Cam is normal – he’s HIS normal. The family dynamic that has evolved as a result of Cam (and possibly dad…) being on the spectrum has created the Cricks family normal. This is something I know very well. People from the outside looking in might think it’s all a bit chaotic and fast-paced, but this is how it is. This is our day to day. I’m not saying it’s always perfect, but whose life is? There’s one story I like to tell friends (I can laugh about it now) of a five minute car journey to school with our three kids. One kid thought it would be fun to throw a golf ball at the windscreen. It came out of nowhere, ricocheting off the screen and straight at my face. Luckily, my fight or flight tendencies are always on standby. With my left hand on the steering wheel, I caught the ball in my right and pocketed in the side tray. My eldest decided they wanted to bring the ball back into play and lunged across me. With heavy traffic on both sides of the road, and one hand still on the steering wheel, I managed to push them back into their seat and shout, ‘No!’ Amazingly, we made it to school without being killed by oncoming traffic, but my hands were trembling for about three hours afterwards*.
Would I change anything? No, I wouldn’t. Other family members have sent us clippings from newspapers, talking about ‘future cures’ for autism. They’ve sounded surprised when my husband and I have politely explained that even if such a cure were available, we wouldn’t go there. Our family would be unrecognisable if we did.

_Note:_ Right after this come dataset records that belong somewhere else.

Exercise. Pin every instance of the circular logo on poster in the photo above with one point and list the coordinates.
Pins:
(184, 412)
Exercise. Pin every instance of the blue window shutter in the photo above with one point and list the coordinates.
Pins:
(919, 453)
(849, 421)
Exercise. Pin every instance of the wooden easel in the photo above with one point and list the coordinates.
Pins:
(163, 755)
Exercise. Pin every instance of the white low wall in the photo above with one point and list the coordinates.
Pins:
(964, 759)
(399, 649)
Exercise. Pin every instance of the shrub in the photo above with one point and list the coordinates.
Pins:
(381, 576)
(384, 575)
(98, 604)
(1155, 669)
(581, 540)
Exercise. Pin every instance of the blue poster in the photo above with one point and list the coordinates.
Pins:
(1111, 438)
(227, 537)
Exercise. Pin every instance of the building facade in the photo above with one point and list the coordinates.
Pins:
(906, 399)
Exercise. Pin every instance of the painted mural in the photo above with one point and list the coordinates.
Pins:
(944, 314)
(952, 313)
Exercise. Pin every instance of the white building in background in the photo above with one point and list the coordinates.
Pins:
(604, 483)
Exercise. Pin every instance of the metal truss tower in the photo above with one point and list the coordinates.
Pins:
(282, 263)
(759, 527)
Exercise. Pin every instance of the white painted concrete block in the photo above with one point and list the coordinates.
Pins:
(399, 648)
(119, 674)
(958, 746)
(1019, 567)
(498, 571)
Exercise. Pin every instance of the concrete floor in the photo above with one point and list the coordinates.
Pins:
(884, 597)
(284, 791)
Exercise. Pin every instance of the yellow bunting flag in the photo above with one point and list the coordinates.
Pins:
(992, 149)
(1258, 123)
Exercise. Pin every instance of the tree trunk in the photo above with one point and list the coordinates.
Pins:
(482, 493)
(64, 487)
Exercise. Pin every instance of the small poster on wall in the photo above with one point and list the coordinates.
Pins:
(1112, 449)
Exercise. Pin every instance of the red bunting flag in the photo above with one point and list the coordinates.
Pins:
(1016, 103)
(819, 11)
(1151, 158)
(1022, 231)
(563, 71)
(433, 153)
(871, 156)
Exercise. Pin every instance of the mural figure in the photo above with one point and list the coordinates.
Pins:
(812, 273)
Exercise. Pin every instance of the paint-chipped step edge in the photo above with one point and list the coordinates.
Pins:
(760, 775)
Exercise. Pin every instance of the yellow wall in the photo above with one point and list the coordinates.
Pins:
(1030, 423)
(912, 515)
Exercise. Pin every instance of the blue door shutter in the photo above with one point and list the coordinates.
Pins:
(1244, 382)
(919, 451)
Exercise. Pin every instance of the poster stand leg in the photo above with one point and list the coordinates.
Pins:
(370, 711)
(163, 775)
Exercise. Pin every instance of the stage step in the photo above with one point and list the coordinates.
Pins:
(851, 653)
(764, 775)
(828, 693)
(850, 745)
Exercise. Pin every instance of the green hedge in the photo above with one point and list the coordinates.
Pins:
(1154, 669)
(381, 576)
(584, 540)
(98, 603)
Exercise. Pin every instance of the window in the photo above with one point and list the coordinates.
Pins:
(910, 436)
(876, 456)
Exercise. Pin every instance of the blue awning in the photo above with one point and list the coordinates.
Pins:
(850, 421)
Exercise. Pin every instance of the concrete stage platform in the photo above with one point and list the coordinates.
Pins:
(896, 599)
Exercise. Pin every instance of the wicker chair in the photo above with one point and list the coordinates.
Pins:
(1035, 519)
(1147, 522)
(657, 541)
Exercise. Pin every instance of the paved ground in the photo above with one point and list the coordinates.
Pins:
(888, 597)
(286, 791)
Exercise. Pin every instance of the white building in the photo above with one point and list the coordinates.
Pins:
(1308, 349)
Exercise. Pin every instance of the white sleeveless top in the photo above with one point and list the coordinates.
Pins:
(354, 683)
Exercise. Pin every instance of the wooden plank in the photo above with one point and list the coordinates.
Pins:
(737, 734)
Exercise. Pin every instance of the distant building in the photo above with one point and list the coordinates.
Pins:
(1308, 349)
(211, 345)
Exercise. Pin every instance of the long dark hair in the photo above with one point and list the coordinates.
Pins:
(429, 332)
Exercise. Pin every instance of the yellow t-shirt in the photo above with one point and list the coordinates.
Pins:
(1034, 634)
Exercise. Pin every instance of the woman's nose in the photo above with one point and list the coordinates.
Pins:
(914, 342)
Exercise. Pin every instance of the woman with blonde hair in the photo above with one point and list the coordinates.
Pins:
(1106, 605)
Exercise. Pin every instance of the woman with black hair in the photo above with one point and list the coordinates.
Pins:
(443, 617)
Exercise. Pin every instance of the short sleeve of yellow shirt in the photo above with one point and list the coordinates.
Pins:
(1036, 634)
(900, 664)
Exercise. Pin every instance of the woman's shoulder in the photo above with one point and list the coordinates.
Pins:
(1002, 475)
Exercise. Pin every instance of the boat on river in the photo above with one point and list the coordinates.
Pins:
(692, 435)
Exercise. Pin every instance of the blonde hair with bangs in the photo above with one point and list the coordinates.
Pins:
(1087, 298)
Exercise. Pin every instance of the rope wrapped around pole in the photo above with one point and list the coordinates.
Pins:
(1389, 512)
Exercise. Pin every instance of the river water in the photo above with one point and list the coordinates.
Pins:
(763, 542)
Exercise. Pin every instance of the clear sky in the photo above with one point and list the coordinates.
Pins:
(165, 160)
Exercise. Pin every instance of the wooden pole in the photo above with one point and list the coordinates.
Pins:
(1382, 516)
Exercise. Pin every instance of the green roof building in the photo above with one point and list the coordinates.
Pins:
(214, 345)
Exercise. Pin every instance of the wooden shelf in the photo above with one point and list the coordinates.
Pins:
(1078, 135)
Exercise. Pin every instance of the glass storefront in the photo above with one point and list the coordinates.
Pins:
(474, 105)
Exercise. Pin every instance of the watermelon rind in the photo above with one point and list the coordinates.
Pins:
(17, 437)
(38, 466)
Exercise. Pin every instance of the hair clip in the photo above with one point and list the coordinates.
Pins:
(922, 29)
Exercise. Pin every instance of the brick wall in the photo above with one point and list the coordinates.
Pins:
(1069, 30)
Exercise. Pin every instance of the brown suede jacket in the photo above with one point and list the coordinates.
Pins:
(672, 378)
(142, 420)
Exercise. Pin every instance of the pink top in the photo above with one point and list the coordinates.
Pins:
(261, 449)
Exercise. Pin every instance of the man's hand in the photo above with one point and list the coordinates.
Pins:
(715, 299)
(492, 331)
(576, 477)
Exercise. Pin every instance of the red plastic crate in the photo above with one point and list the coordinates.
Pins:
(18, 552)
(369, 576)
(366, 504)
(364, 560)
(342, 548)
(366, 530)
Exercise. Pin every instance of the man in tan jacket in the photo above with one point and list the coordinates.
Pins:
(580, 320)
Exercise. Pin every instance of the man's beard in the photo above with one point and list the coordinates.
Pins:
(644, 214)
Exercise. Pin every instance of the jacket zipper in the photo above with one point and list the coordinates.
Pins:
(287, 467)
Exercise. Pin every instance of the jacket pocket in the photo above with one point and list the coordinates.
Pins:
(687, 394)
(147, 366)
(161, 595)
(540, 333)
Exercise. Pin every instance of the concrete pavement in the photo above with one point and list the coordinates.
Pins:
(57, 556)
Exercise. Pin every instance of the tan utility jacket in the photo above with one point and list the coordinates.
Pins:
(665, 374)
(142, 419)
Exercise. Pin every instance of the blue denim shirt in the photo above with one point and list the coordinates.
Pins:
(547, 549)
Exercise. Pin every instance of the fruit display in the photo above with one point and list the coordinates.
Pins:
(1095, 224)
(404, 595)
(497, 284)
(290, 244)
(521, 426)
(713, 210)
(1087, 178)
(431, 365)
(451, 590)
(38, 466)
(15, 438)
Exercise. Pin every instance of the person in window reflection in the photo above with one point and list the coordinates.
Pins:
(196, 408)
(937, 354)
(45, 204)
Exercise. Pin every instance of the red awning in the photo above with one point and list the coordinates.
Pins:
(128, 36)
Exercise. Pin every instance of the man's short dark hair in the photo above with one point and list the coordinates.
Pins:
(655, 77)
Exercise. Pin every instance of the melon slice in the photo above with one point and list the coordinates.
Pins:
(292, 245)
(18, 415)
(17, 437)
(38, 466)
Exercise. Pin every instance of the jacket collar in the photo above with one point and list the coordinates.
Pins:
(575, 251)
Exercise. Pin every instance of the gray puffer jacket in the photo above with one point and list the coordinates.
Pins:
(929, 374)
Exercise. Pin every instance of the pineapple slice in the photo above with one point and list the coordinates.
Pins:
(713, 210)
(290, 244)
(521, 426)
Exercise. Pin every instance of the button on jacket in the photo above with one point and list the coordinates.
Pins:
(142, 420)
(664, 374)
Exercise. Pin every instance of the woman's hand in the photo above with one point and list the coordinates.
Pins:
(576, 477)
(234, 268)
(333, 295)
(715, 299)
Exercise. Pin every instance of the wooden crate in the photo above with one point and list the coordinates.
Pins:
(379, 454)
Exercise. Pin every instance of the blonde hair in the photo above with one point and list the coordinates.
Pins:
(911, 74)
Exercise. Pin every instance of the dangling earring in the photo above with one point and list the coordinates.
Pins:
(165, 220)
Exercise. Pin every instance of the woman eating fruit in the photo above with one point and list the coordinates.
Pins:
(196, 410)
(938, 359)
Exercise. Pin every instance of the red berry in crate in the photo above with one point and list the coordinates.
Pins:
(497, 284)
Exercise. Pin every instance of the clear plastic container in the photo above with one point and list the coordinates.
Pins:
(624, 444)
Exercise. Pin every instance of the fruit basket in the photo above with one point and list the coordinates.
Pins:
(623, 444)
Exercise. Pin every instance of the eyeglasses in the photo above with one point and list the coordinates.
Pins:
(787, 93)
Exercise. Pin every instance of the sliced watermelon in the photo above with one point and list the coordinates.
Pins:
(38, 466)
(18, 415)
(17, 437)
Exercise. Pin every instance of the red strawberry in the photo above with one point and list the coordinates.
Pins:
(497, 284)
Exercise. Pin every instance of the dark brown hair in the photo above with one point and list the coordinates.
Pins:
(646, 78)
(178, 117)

In my story, Cam’s actions and decision-making inevitably inform the overall family dynamic, his own character development, and particularly that of his closest sister. However, I wanted to steer clear of a book that makes Cam’s characteristics into an existential issue. Other than moments where he’s battling to meet his (wrong-for-him) girlfriend’s expectations, Cam doesn’t question himself, and as his mouthpiece, I don’t believe I should either.
The last word
Thanks for listening. As a person who has tried (and regularly failed) to blend in with the crowd all their lives, this post was not an easy one to write. Last night I went to bed with an inkling of what I wanted to say. My subconscious responded with a dream where I rocked up to a pool-party without any swimmers. Worse still, I wasn’t wearing anything at all. I convinced a friend to drive me home so I could quickly get changed. She hesitated a moment – the party was cranking – but then reluctantly agreed. I woke up with a feeling that ‘yep, that was a cringey moment’ but everything was going to be okay…
*My main request when we moved here to the UK, was that we found a place within walking distance to the school. We do live within five minutes’ walk. There are still some hairy moments at the traffic lights, and the kids often have to go through the office due to being late, but it’s a massive improvement on the drive.